AI: The Elephant In The Room

AI: The Elephant In The Room

by Sarah Fay, March 30, 2017

Earlier this month, I co-moderated a roundtable with about a dozen prominent marketers and influencers from the Bay Area to discuss how AI is fitting into their plans.

AI: The Elephant In The Room

While AI is still in the early stages of deployment for most of these marketers, it is high on their agendas, and they are actively figuring out their next steps.

Marketers at the roundtable — hosted by Oracle’s Data Cloud VP of marketing and partner solutions, Cory Treffiletti, and Digital Ascendant’s CEO and founder, Susan MacDermid — ranged from B2C businesses such as banks and retailers to B2B organizations selling enterprise technology, data, and processing hardware.

Because this forum promised a private discussion for marketers to share their experiences, I am not attaching names to comments, but providing an overview of how the discussion played out.

Conversations among marketers can be useful in generating different perspectives, and this discussion did not disappoint. I was reminded of the Indian fable in which six blind men discover an elephant and try to describe the animal based on which part they have encountered. The first, holding the elephant’s trunk, says, “The elephant is very much like a snake,” while another who touches the leg says, “No, it’s more like the trunk of a tree” and so on. The point of the story is that the elephant is something much larger and different than each of its collective parts, which takes further discovery to understand.

Like the elephant, AI is big — much bigger than most people realize – and its various parts will come together in a holistic way that eventually will make sense in the marketing process. But marketers typically tackle one new thing at a time, so they seek to identify the most meaningful way AI can be used in the short term to improve business, and will work their way up to incorporating more. This is the natural order of technology adoption, and it doesn’t happen overnight.

It was interesting to hear about the different paths each marketer planned as their first foray into AI. The B2C marketers seemed inclined to view AI first as an extension of customer service, and several were making plans to use chatbots to provide Web site assistance, answering frequently asked questions such as “Where is my order?” Marketers agreed that AI would help to elevate best practices in customer service, but there was some skepticism that significant ROI would result.

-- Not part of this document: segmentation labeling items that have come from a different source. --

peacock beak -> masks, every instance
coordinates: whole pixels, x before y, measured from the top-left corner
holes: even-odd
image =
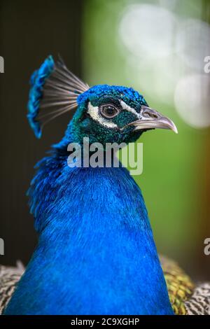
[[[173,121],[163,116],[161,113],[148,106],[142,106],[141,119],[129,123],[127,126],[135,126],[135,130],[144,129],[169,129],[178,134],[178,130]],[[124,128],[125,127],[124,127]]]

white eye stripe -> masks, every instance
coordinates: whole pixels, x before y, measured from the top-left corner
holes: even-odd
[[[132,107],[130,107],[129,105],[127,105],[125,102],[120,100],[120,104],[123,110],[128,111],[129,112],[132,112],[133,114],[136,115],[138,119],[140,119],[141,118],[141,115],[140,113],[138,113],[134,108]]]
[[[94,120],[99,122],[104,127],[108,127],[108,128],[116,128],[118,127],[118,125],[115,123],[108,121],[105,118],[102,118],[99,113],[99,107],[98,106],[93,106],[90,102],[88,103],[88,113],[90,114],[91,118]]]

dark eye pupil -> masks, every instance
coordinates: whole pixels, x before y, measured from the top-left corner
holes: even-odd
[[[114,111],[115,111],[115,108],[113,108],[113,107],[108,106],[106,108],[106,114],[109,114],[111,115],[114,113]]]
[[[102,105],[101,106],[101,113],[106,118],[111,118],[118,113],[118,110],[112,105]]]

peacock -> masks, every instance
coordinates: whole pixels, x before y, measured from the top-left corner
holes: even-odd
[[[197,286],[158,256],[141,191],[122,164],[87,166],[69,145],[135,142],[155,128],[177,132],[131,88],[90,88],[49,56],[31,76],[27,118],[41,138],[76,109],[60,141],[36,166],[27,192],[38,243],[25,270],[0,267],[3,314],[210,314],[210,284]],[[109,153],[110,154],[110,153]],[[71,158],[71,157],[70,157]],[[80,162],[80,166],[77,165]],[[103,163],[104,163],[103,162]]]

Discussion turned to ways AI could make a giant impact on revenues if applied to the core business model. An example of this thinking: Stitchfix.com is a retail disrupter that provides an AI-based personal shopping service. This approach leverages data along with user preferences to provide product recommendations that become more relevant over time. This led to a discussion of how consumers will increasingly expect services that understand them and predict their likes and dislikes, providing a friction-free environment that anticipates wants and needs.

A prominent B2B marketer countered that chatbots were well down his list of marketing initiatives, as he does not believe they will move the needle for his business in the near term. When he thinks of AI, his interest lies in using advanced algorithms that tap new data sets to achieve breakthrough results. The big question in his mind was, “How can I be sure the data is of a high quality?” (By the way, Mike Azzara wrote a column earlier this month about an AI-based data access platform called Narrative.io that will help answer this kind of question.)

Another B2B marketer said that his company’s key to survival will be in collecting and making sense of data. We touched on myriad ways AI will leverage data to make faster and more efficient decisions, including the prediction of “next best customer,” omnichannel targeting, dynamic creative delivery, etc — all ways to better target and recognize customers with relevant messaging and content.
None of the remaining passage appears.